A collection of Tomer's comic short stories, book design by Kobi Franco

Most significantly for my purposes, Tomer has designed a wide selection of great book covers, as well as designing his own comics and graphic novels (much of which he creates with his twin brother, Asaf Hanuka).

An issue of the Hanuka brothers' comic, Bipolar

Tomer was kind enough to agree to be interviewed about how he goes about his book design work. Click any image for a larger version.

* * *

CAUSTIC COVER CRITIC: You work in design, illustration, comics, movies... Do you have a favourite field, or is the broad mix itself the best part of your work? Were comics your first love?

TOMER HANUKA: Yes, comics were absolutely my first love, and in many ways my gateway drug. It’s the place were imagination got fused with two-dimensional interpretations on printed matter. These days when I take a project on it's because I'm excited about it, so it's really the actual project I'm after, rather than the medium. Book covers have a high percentage of ending up being positive experiences. I love the process of distilling a certain quality in the narrative into a single image and the books I get to do usually have powerful narratives—it’s like attaching a huge engine to the creative process.

CCC: What media do you use to create your illustrations?
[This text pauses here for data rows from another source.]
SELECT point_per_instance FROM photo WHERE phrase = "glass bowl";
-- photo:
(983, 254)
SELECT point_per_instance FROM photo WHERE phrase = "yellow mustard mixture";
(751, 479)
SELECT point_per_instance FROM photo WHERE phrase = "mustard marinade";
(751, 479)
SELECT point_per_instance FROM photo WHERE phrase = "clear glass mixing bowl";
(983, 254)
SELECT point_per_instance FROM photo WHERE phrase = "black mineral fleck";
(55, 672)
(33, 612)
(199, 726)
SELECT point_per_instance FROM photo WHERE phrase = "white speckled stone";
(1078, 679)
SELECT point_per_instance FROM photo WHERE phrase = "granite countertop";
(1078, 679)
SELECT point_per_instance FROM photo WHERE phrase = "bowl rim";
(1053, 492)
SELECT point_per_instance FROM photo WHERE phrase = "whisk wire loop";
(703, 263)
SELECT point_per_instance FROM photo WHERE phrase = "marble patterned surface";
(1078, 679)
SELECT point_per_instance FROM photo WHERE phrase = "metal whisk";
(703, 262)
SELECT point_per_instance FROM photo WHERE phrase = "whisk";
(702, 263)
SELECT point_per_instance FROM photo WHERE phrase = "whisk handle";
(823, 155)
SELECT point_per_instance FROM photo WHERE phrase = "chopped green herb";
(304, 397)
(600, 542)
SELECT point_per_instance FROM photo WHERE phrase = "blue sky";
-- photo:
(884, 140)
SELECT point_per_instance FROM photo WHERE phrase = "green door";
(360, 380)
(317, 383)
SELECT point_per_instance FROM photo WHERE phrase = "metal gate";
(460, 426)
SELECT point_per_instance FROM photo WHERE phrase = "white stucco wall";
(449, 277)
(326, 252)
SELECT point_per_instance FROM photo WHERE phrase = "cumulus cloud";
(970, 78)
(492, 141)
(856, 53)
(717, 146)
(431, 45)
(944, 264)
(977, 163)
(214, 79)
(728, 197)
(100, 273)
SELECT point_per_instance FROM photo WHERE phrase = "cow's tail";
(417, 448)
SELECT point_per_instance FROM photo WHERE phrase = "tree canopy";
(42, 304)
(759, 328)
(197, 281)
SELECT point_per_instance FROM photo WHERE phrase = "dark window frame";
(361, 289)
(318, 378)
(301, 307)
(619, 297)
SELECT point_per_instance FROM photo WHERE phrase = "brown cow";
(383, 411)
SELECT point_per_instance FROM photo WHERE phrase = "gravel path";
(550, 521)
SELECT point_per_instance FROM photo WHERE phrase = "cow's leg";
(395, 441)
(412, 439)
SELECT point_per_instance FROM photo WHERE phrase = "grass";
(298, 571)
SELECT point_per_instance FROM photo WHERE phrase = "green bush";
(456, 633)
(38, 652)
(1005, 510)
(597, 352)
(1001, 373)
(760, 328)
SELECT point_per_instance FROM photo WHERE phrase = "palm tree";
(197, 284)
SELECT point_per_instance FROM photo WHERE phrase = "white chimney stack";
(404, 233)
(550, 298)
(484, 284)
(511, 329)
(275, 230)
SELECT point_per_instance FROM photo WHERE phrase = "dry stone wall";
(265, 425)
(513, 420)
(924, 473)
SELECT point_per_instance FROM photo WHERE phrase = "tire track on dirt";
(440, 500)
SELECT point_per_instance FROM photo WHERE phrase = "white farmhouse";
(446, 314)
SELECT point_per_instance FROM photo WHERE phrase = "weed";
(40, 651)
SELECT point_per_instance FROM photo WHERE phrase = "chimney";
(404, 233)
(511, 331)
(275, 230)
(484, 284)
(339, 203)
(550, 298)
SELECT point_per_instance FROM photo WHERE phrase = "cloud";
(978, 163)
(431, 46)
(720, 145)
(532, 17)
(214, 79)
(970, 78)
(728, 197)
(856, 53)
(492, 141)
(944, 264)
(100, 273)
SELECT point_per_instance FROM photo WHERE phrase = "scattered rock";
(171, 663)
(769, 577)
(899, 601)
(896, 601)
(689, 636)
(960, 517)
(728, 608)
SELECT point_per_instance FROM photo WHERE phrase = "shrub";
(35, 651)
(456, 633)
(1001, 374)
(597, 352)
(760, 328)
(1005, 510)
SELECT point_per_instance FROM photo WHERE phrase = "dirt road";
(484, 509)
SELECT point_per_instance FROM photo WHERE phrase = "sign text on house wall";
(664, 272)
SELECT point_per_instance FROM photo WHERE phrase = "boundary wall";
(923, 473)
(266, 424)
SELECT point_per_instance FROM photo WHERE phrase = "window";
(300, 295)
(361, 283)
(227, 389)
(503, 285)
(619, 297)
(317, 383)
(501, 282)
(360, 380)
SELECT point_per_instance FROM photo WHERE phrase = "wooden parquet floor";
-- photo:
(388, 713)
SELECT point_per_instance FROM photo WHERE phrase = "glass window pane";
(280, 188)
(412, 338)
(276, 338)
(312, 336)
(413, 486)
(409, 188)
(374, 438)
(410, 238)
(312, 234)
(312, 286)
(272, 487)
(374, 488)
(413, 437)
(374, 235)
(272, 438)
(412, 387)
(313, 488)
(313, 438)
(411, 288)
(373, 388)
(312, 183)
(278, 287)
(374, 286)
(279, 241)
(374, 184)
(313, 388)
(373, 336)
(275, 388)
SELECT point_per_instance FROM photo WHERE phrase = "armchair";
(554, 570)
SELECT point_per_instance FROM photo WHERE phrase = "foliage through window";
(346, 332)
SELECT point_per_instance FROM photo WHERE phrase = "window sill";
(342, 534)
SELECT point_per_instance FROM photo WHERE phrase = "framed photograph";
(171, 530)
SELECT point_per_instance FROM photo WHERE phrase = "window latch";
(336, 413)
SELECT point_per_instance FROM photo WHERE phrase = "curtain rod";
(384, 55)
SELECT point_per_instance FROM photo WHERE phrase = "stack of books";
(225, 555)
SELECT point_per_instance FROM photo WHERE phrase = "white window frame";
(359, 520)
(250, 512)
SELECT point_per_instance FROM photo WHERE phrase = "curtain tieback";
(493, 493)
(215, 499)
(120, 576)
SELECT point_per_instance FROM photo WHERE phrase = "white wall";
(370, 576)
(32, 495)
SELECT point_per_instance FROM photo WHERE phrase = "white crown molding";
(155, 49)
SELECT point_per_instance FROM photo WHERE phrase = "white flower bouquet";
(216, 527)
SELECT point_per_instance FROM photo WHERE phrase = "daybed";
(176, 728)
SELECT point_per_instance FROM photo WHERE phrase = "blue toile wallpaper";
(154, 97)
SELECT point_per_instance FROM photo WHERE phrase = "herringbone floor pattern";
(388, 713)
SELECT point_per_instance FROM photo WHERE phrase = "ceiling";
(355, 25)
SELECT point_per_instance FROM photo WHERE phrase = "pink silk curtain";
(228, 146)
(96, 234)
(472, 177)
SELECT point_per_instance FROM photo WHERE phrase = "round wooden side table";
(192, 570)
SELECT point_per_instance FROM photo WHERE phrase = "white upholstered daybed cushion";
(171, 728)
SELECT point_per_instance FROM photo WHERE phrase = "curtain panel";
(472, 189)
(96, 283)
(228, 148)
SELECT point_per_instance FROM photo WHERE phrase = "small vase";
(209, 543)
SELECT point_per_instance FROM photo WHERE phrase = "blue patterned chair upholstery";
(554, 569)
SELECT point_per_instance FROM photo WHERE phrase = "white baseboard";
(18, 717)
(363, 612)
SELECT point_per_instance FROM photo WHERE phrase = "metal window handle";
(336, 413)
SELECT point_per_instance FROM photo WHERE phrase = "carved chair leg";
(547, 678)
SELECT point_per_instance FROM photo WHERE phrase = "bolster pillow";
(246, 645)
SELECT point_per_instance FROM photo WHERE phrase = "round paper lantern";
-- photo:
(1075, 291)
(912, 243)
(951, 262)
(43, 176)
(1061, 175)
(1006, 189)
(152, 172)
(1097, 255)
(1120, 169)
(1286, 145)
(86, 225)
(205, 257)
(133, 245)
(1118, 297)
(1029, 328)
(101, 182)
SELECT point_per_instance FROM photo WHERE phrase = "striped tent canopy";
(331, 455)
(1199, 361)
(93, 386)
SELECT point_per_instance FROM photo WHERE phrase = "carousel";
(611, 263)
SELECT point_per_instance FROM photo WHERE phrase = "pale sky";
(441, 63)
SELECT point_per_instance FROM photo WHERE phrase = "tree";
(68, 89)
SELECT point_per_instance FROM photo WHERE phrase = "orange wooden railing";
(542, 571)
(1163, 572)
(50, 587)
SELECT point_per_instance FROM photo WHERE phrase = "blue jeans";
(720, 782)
Is it pencil, ink and digital colour? Or do you work completely digitally for the final artwork?

TOMER HANUKA: I draw with pencil and ink/brush, then scan. And colour digitally. The final image is a file.


CCC: Most book covers use stock photos without clear images of faces, whereas your book covers feature detailed illustrations of the protagonists. How much time do you usually get to read and absorb the books before going to work on them?

TOMER HANUKA: Usually about three weeks. I make a point of reading the books; it makes a huge difference for me in terms of getting into a certain frame of mind beyond the facts and plot points. There is a texture and rhythm to writing that you can't get from the Amazon blurb. Listening closely to that unique voice can lead to interesting visual directions.


Above: The heroine of these novels is a Turkish drag queen with an Audrey Hepburn fixation.
Below: The process behind the cover for The Gigolo Murder


CCC: Your beautiful de Sade cover for the Penguin Graphic Classics series is one of my favourites from that range—how did you come to work on that book?

TOMER HANUKA: Paul Buckley, the fantastic art director of this series, was kind enough to commission me.

CCC: What are you working on now?

TOMER HANUKA: Beyond commissioned projects I am slowly putting together a graphic novel with my brother Asaf, and writer Boaz Lavie.

CCC: If you could design, inside and out, without budget limitations, any book from the history of literature, what would it be?

TOMER HANUKA: I want to say the Old Testament, but the Kafka library would be just as satisfying. You know what? Give me the Nabokov library and we're good.

CCC: Is there any neglected book you'd love to draw to people's attention as something they should seek out?

TOMER HANUKA: Journey by Moonlight, written by Antal Szerb

CCC: Thank you, Mr Hanuka!

TOMER HANUKA: Thank you, James.

Tomer's artwork come alive in Waltz with Bashir

Dodie Smith: sketches by Asaf, inks and colours by Tomer

The film stills, Dodie Smith artwork and all background sketches are taken from the Haukas' wonderful blog, Tropical Toxic. And he's right--Antal Szerb is wonderful.